Existe otra postura, ampliamente reconocida por muchos sectores sociales y muy políticamente correcta, pero igual de inútil para los tiempos que corren. Esta es la que avala la protesta pacífica y el diálogo como principales manifestaciones de la desobediencia civil. Implica cierto grado de organización ciudadana, pero «sin perder la pose» progresista ni el tupé de los buenos modales. Quizá —y esto todavía se me hace muy cuestionable— estas políticas pacifistas puedan tener algún tipo de efecto en los países de primer mundo, donde las fuerzas políticas, económicas y sociales mantienen un equilibrio osmótico que propicia espacios significativos para el diálogo. Quizá ocurra en Dinamarca, en Islandia o en Liliput; pero en los países centroamericanos tan solo conforman un histrión necesario que sirva de frágil contrapeso a las políticas oficiales.

El mejor ejemplo de este fracaso son los resultados lamentables de las manifestaciones de Guatemala desde 2015 hasta el día de hoy. En cierto sentido, es una forma de aceptar nuestra suerte de pueblo oprimido que, ingenuamente, todavía nos tragamos la idea de que nuestras peticiones y quejas son escuchadas.

Hace ya algunos años leí un artículo en donde se expresaba que la época de las revoluciones había muerto ya. Algunas de las ideas que recuerdo de ese artículo es que los grupos de poder se habían nutrido de tal manera que, hoy por hoy, era imposible arrebatarles este poder. Las sociedades capitalistas o seudocapitalistas habían creado todo un sistema de recompensas entre crecientes clases medias que terminaron por domesticarlas, acomodarlas y despreciar cualquier reflexión que promoviera profundos cambios sociales. ¿Quién quiere ahora salir y mancharse de sangre las manos si el sistema nos da toda esa adrenalina en juegos virtuales? ¿Quién quiere ahora rifarse el cuerpo en las calles si las iglesias ofrecen un sistema extraterrenal donde, sin duda, viviremos mejor que en este sistema? ¿A quién se le ocurre detenerse a reflexionar sobre profundas ideas políticas que los filósofos han ido acumulando por siglos, si es más entretenido ver la programación farandulera que ofrecen los medios de comunicación?

La configuración del mundo actual responde a un orden establecido por las potencias mundiales y muy poco se puede hacer si se ha eliminado sistemáticamente la actitud combativa. Un revolucionario hoy en día podrá ser un histrión, un loco o un payaso, pero menos un revolucionario. Esa es una especie extinta.

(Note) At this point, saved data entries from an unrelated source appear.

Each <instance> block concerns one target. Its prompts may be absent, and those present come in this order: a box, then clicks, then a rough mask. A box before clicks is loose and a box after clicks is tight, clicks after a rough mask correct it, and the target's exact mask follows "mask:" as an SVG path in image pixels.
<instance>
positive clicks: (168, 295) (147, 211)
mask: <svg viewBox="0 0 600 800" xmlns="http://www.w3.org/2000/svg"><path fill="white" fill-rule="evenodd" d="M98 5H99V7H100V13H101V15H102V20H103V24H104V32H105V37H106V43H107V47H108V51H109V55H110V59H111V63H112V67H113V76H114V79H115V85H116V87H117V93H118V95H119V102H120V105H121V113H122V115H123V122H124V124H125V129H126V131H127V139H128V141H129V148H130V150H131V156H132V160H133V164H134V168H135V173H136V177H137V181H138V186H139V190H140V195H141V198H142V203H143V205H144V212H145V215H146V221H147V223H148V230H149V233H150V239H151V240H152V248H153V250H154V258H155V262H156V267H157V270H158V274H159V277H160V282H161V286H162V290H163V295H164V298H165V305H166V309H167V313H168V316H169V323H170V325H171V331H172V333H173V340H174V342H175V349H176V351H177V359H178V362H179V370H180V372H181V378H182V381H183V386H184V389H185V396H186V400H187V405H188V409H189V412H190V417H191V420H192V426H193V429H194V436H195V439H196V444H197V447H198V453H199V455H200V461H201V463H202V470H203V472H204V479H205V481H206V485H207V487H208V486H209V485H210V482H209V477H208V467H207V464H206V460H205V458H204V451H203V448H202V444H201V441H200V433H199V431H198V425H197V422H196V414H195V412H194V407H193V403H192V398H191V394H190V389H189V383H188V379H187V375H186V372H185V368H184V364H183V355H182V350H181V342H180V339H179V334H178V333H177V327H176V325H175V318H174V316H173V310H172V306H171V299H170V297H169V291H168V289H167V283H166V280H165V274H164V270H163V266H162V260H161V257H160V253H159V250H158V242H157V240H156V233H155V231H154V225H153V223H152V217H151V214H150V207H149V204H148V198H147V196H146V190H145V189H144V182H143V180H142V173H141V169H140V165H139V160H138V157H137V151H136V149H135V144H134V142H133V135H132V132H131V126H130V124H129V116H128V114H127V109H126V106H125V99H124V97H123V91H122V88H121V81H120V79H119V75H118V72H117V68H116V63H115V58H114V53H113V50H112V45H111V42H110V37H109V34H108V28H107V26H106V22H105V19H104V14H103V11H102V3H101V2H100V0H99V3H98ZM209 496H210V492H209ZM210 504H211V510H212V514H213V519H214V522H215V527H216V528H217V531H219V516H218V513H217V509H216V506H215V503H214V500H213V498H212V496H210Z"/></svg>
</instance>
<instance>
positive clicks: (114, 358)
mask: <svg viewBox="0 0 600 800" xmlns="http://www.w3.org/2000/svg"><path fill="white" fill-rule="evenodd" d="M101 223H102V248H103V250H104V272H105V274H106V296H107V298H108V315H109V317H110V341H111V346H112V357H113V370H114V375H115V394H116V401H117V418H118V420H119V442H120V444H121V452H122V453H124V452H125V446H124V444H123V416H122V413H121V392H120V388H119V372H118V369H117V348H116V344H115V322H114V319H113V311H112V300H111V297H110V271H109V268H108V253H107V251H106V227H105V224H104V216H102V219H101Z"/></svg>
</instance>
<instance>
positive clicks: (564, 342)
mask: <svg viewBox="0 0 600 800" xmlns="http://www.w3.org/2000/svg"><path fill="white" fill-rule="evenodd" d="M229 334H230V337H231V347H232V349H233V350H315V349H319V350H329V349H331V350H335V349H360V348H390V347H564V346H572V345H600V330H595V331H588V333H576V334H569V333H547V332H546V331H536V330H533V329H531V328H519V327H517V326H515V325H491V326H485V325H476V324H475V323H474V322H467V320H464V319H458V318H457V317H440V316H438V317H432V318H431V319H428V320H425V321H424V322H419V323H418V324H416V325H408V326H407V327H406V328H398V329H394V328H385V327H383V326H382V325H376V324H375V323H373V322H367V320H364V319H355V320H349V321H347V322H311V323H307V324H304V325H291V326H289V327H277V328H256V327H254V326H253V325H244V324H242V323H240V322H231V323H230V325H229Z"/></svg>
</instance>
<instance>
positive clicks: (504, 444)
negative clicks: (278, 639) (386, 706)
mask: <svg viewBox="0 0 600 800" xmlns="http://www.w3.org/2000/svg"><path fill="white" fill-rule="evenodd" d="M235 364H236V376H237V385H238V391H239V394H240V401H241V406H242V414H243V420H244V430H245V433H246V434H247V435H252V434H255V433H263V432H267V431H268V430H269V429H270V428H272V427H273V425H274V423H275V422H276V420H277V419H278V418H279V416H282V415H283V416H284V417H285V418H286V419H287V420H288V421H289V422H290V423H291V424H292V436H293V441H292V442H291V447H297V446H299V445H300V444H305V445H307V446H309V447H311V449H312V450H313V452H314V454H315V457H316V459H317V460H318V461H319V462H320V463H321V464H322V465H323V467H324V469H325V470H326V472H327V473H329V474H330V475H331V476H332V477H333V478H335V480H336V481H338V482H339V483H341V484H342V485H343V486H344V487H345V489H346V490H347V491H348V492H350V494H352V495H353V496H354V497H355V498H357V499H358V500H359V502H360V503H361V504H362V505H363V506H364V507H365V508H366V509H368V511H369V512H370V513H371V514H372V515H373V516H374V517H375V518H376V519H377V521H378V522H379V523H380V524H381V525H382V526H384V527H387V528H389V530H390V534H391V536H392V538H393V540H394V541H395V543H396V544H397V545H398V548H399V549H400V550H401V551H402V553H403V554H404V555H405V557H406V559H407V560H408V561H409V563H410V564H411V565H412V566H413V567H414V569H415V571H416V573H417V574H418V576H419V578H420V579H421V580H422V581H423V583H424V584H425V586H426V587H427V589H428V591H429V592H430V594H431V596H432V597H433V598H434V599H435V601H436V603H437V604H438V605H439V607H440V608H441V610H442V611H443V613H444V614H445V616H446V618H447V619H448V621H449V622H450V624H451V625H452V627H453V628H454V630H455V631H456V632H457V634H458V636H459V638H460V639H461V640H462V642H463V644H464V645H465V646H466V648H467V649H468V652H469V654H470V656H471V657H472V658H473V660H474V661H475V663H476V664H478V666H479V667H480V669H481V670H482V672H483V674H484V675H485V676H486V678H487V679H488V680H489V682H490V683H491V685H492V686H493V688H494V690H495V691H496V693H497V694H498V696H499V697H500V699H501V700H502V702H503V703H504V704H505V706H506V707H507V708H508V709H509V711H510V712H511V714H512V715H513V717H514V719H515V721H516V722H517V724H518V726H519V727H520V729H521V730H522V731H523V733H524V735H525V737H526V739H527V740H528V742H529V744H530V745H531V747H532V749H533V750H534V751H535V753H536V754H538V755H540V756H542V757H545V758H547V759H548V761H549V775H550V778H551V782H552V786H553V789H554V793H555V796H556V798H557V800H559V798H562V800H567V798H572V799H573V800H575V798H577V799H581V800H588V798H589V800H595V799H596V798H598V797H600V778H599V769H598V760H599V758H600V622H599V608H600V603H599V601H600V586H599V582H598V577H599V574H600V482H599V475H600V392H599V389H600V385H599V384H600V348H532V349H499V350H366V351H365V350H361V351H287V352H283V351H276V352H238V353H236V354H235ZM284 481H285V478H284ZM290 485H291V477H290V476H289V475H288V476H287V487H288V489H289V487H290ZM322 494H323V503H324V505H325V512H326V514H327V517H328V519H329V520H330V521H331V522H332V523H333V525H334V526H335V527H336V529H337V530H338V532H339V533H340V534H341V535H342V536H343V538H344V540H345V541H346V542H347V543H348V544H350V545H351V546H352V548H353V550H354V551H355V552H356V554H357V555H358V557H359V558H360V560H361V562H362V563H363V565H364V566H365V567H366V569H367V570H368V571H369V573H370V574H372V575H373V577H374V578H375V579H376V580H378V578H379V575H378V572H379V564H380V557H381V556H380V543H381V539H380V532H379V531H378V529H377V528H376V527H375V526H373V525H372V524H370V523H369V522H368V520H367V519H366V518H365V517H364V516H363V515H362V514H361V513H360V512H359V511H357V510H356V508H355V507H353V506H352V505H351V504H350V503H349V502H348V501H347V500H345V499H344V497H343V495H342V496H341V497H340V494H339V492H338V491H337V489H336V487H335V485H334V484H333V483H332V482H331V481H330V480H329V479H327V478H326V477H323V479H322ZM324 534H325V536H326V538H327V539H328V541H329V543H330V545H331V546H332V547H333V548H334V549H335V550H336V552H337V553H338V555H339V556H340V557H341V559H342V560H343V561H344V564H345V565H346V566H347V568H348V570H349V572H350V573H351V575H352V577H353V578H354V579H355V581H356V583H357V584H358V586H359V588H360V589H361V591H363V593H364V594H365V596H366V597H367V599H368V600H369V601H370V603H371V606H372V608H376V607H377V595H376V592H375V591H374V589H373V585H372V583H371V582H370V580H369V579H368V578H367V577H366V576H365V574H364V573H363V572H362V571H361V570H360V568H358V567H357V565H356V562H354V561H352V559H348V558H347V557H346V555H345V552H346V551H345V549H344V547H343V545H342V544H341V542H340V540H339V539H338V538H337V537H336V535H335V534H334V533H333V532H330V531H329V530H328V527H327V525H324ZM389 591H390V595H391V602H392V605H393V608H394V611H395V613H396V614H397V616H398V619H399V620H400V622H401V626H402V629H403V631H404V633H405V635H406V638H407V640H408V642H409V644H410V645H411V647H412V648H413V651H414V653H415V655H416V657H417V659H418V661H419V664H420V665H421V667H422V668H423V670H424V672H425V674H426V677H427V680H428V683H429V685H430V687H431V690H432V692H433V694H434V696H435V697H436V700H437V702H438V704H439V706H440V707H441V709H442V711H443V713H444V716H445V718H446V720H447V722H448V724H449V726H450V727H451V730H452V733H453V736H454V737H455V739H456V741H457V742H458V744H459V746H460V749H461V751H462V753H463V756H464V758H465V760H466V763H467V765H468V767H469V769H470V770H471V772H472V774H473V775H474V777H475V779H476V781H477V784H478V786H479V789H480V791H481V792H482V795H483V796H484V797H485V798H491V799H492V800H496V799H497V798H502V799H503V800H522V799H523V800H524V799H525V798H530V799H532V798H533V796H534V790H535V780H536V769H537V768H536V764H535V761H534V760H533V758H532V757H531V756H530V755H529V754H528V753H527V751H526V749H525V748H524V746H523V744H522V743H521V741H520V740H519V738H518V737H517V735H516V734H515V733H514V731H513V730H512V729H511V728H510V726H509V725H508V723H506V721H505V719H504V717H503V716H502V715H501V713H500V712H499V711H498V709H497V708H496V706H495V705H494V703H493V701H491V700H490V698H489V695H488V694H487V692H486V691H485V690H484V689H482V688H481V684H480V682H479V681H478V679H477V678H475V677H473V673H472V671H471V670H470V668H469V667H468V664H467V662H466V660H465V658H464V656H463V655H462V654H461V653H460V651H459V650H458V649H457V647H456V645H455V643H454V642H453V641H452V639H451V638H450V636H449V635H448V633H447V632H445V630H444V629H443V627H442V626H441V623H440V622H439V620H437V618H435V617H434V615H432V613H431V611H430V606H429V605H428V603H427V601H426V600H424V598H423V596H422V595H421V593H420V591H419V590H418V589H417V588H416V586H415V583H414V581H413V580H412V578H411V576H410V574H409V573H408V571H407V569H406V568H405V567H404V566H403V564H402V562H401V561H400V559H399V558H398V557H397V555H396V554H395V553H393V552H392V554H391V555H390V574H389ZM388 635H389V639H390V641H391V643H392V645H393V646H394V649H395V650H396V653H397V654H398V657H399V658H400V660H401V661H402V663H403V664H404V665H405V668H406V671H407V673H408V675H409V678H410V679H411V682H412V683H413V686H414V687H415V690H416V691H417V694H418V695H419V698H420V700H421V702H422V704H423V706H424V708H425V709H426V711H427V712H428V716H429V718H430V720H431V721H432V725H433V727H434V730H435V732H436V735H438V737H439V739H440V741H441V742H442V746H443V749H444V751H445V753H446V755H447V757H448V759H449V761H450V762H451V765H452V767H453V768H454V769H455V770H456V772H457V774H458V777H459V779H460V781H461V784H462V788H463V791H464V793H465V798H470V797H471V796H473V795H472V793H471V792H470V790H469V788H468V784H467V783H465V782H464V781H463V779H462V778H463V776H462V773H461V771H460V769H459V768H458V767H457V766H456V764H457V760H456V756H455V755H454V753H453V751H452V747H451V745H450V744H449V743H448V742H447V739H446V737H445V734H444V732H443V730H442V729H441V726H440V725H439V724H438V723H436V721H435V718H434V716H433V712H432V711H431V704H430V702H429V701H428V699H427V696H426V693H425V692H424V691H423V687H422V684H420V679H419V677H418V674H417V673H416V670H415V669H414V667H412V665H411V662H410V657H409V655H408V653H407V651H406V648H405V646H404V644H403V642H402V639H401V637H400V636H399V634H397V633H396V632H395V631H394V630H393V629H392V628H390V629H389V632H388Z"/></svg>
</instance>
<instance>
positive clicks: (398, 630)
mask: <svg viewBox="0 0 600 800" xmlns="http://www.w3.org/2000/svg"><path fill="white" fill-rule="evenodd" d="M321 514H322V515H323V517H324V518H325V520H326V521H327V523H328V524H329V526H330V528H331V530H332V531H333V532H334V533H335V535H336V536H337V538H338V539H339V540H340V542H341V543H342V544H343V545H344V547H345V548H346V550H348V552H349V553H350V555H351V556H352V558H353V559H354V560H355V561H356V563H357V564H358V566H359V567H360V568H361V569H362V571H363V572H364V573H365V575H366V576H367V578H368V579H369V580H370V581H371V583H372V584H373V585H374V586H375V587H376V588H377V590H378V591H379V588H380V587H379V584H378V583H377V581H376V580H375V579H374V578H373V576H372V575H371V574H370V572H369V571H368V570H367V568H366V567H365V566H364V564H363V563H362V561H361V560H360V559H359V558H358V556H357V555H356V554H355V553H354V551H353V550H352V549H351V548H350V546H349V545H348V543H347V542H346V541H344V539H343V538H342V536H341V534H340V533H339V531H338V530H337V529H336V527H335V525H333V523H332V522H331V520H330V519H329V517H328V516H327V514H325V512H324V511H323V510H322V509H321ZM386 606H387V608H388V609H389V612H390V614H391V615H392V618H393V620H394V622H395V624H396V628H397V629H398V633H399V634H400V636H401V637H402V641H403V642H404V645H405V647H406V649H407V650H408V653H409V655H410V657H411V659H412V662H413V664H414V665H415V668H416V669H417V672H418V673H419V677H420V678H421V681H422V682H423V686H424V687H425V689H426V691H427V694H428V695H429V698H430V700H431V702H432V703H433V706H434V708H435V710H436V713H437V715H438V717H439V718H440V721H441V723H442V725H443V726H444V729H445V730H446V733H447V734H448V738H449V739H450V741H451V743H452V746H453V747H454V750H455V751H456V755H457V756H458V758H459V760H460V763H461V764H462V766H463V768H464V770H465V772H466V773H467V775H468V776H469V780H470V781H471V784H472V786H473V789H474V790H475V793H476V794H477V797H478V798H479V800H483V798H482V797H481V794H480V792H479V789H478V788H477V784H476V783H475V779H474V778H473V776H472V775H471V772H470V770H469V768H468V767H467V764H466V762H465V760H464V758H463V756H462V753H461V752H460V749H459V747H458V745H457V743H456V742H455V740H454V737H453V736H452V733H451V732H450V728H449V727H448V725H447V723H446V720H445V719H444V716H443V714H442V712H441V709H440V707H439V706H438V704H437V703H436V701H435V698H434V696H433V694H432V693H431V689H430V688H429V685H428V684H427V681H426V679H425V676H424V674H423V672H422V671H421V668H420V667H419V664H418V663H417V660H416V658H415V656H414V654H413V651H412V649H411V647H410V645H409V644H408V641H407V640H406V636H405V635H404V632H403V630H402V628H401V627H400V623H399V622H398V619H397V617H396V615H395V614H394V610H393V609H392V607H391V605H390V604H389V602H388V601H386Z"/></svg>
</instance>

Centroamérica, a las puertas de un bicentenario absurdo, es apenas un punto insignificante en el globo en el que no ha existido una sola revolución. Basta ver el caso específico de Guatemala con su revolución independentista fracasada, su revolución liberal fracasada, y su primavera democrática fracasada. Parece ser que nuestro pueblo está hecho de fracasos; que en nuestras fibras solo corre la leche del fracaso; y así vamos de fracaso en fracaso hasta tener la sociedad que hoy tenemos y que sin duda nos merecemos. Pero mientras sigamos creyendo que somos «algo importante» dentro del globo y que nos refocilemos dentro del mundo de fantasía que nos hemos creado, seguiremos pensando que tenemos la perfecta sociedad y que solo los medios pacíficos nos llevarán a construir el modelo social deseado, que en realidad es un modelo social implantado.